Graeme McDowell put his years of experience in tough conditions on Ulster's beautiful north coast to good use in the WGC-Cadillac Championship at Doral, Florida last night.

The Portrush native battled high winds before finishing at level for his 36 holes after a second round 71 to throw down the gauntlet to the rest of the field.

Fellow Ulsterman Rory McIlroy was close by after an excellent first round 70 had been followed by some solid golf.

"I can't remember playing in tougher conditions on this side of the pond. Maybe the Open has been tougher," said McDowell.

"I am looking forward to seeing how everyone else handles the conditions.

"I had played so many holes that I was hoping the guys behind me got to play that many holes in those conditions too.

"It was really hard to control the ball flight.

"It was a battle out there in the strong winds.

"You cannot fault the course – they have done an amazing job here.

"The same weather conditions on last year's course would have been a battle as well."

McDowell was level with the card after he had picked up a stroke on the day through 16 holes.

Hunter Mahan had taken a slender advantage at the top of the leaderboard after he was one of the few players to make ground as high winds played havoc at Doral.

Mahan was one of just four players to have shot an under-par score in the second round, as the redesigned Blue Monster course claimed the world's top two, Tiger Woods, Adam Scott, and Phil Mickelson among its victims.

Mahan had initially bogeyed his first hole, but a pair of birdies through his opening eight holes meant he held a one-stroke advantage over fellow American Dustin Johnson.

Johnson, playing in the group behind Mahan, was level for his round.

Patrick Reed had taken the first-round lead, after a number of players completed rain-delayed rounds yesterday morning, but had dropped two shots through 14 holes to be two off the pace.

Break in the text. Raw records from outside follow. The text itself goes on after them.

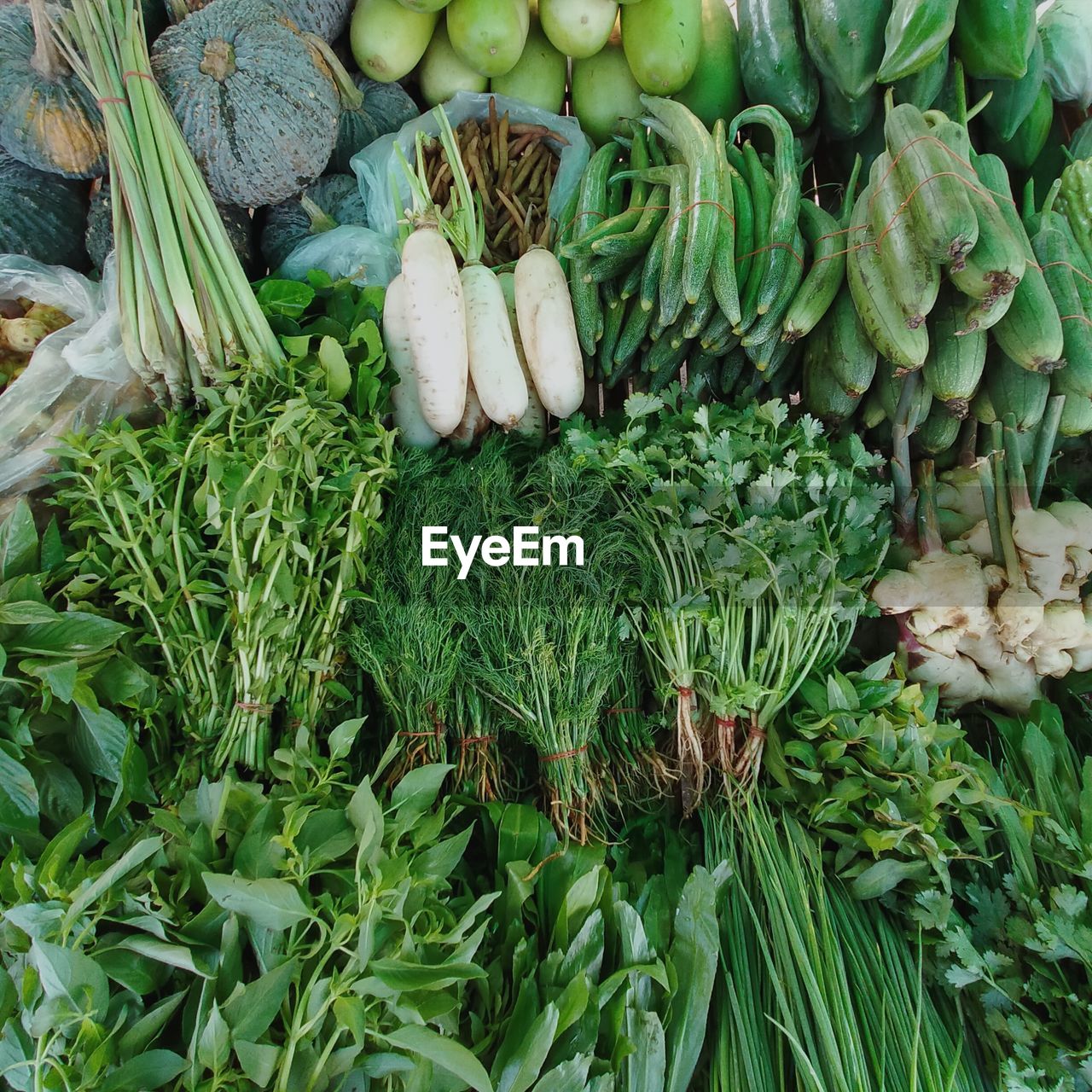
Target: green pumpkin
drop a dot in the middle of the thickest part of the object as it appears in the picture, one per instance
(48, 118)
(330, 202)
(42, 215)
(100, 234)
(386, 108)
(260, 129)
(323, 18)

With low scoring proving almost impossible, holding ground was the order of the day.

That was something the world's best were unable to do as the likes of Woods and Scott, playing alongside each other, were in danger of missing the halfway cut.

Woods had crashed to six over, joined by Mickelson and Justin Rose, while Scott's slide was even more extreme as he was a shot worse off.

Scott had begun his incomplete first round on two under, and one stroke off the overnight lead, but after he lost six shots in his first five holes things did not improve in his second round.

The Australian had dropped four shots through 13 holes of his second round and nine strokes for the day.

Woods had made a similarly horror start after resuming his first round, dropping four shots in his first four holes, but a hat-trick of birdies limited the damage in a round of 76.

The world number one, who struggled with a back problem last week, had lost a further shot in his second round, although with a projected cut around at around four over he remained hopeful of playing at the weekend.

Mickelson and Rose looked to be heading the wrong way after both lost four shots through nine and 14 holes respectively of their second rounds.

Wales' Jamie Donaldson was one of the few players to tame the blustery conditions as he had moved to even for the tournament after picking up two shots before the turn.

But for the rest this is going to be a test against the conditions.